I have a wgsl compute shader, that essentially checks pairs of datapoints and counts the number pairs that meet a certain requirement (passes(i,j)
is true) for each point. (ie. if there are 5 passing pairs that include datapoint #3, then the 3rd element in the output buffer would be set to 5).
Here is a simplified MRE of the shader:
@group(0) @binding(0)
var<uniform> uniforms: Uniforms;
@group(0) @binding(1)
var<storage, read> data: array<f32>;
@group(0) @binding(2)
var<storage, read_write> output: array<atomic<u32>>;
fn passes(i: u32, j: u32) -> bool {
// To be discussed
}
@compute
@workgroup_size(32, 32, 1)
fn main(@builtin(global_invocation_id) global_id: vec3<u32>) {
if(passes(global_id.x, global_id.y)) {
atomicAdd(&output[global_id.x], 1u);
}
}
I had been using an approximation of this requirement, which was fairly easy to calculate, and all results were returning as expected. However, when I attempted to implement the actual requirement, which is slightly more expensive, the shader’s output suggested that there were no successful pairs of data (The output buffer was all 0s). I expected this meant the function that checks the requirement was only returning false, due to bad logic. However, if I replaced the final return result;
call in the passes
function with
// Calculate expensive result
let result = ...; // Lots of vector flops, but no branching
// Calculate cheap approximation
let approximation = ...; // Something along the lines of data[i] < data[j], something simple
return result || approximation;
I was still getting all 0’s. This is very odd as the approximation had worked fine on its own, and even if result
was always 0 because of a bug, the approximation should still carry through to the return value. My next intuition was that it could be a shader timeout error (perhaps similar to what was discussed here or here). However, if I modify the code again to resemble this:
// Calculate expensive result
let result = ...; // Lots of vector flops, but no branching
// Calculate cheap approximation
let approximation = ...; // Something along the lines of data[i] < data[j], something simple
return approximation;
It runs just the same as when the whole function was just return approximation
. The amount of code executed hasn’t really changed (I think) but it is now working just fine.

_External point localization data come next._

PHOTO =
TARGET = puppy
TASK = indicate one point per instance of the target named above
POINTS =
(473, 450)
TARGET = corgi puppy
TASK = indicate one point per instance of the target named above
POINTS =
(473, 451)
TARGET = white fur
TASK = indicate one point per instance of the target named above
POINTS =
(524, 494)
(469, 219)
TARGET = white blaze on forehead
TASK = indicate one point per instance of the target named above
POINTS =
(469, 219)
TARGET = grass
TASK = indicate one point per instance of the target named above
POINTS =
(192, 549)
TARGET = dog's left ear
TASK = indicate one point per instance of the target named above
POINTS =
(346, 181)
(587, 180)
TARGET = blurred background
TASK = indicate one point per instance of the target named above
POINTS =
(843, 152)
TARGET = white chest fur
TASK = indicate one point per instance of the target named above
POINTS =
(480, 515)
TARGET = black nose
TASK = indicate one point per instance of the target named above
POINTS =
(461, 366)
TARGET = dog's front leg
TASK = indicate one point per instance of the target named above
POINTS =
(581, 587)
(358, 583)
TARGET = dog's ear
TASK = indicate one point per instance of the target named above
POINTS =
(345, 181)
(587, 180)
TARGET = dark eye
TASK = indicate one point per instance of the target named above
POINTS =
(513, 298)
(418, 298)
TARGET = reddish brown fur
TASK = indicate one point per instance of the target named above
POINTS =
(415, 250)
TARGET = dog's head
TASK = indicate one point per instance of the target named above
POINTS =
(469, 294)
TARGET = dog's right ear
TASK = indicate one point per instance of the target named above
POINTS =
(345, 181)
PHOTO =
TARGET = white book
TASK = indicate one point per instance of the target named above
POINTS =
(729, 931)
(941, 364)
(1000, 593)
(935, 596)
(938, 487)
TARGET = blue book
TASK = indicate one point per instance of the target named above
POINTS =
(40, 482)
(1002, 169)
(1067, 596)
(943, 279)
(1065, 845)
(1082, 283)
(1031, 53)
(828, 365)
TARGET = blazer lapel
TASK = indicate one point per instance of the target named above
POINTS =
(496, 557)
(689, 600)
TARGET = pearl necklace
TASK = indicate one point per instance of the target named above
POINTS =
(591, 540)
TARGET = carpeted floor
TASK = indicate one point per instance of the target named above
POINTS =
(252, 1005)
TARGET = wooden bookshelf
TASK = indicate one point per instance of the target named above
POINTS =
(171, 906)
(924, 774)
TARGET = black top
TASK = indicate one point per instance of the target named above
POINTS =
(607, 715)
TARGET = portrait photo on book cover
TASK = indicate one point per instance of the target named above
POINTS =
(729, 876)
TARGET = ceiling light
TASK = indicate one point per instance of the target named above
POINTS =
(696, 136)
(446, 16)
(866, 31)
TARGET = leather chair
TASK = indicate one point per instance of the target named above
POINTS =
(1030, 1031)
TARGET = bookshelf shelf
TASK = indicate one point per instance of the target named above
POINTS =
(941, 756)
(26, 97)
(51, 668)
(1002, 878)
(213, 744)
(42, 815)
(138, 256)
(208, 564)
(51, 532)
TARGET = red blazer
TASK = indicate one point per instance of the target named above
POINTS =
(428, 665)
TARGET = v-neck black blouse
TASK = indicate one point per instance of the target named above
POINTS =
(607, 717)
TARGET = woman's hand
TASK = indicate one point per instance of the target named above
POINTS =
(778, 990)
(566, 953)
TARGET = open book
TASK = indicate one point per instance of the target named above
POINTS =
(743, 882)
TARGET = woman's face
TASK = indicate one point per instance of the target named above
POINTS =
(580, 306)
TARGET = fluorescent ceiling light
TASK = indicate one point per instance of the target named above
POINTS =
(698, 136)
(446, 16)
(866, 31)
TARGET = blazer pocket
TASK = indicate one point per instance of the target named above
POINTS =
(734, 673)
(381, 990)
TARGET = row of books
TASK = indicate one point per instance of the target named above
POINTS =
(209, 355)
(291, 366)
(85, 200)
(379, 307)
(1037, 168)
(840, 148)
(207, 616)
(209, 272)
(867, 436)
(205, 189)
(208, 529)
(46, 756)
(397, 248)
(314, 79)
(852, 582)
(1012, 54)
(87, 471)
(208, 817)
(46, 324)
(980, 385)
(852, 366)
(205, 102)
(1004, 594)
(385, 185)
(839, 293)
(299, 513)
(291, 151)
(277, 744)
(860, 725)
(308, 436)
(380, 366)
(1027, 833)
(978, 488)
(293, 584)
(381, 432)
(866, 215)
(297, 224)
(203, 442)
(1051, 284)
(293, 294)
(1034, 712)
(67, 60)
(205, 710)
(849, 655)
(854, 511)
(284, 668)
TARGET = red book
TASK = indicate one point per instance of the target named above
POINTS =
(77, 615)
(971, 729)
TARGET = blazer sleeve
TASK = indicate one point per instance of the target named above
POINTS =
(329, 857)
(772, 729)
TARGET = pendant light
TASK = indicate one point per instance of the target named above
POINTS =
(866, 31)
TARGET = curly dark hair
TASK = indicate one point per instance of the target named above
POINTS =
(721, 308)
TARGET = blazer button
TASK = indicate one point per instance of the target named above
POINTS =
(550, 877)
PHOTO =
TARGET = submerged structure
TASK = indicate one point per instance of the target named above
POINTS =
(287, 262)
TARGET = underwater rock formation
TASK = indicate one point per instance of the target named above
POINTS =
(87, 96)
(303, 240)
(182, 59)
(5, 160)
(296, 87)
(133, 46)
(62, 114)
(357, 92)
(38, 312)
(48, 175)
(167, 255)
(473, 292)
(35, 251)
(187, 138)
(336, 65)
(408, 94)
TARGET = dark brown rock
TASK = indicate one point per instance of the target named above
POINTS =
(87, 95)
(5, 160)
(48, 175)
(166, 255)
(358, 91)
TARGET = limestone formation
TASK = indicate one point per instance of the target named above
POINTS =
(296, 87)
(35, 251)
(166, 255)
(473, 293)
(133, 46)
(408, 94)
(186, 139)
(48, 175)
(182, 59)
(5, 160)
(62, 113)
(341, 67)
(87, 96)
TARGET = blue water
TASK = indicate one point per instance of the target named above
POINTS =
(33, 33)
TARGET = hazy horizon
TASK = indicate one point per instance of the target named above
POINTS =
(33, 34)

For completeness, here is the rust code responsible for saving that output buffer:
encoder.copy_buffer_to_buffer(&output_buffer, 0, &output_staging_buffer, 0, output_buffer.size());
queue.submit(Some(encoder.finish()));
let output_staging_slice = output_staging_buffer.slice(..);
let (s1, r1) = flume::bounded(1);
output_staging_slice.map_async(MapMode::Read, move |data| s1.send(data).unwrap());
device.poll(wgpu::Maintain::Wait);
if let Ok(Ok(())) = r1.recv() {
let output_data = output_staging_slice.get_mapped_range();
let output_result = bytemuck::cast_slice(&output).to_vec();
drop(output_data);
output_staging_buffer.unmap();
Some(output_result)
} else {
None
}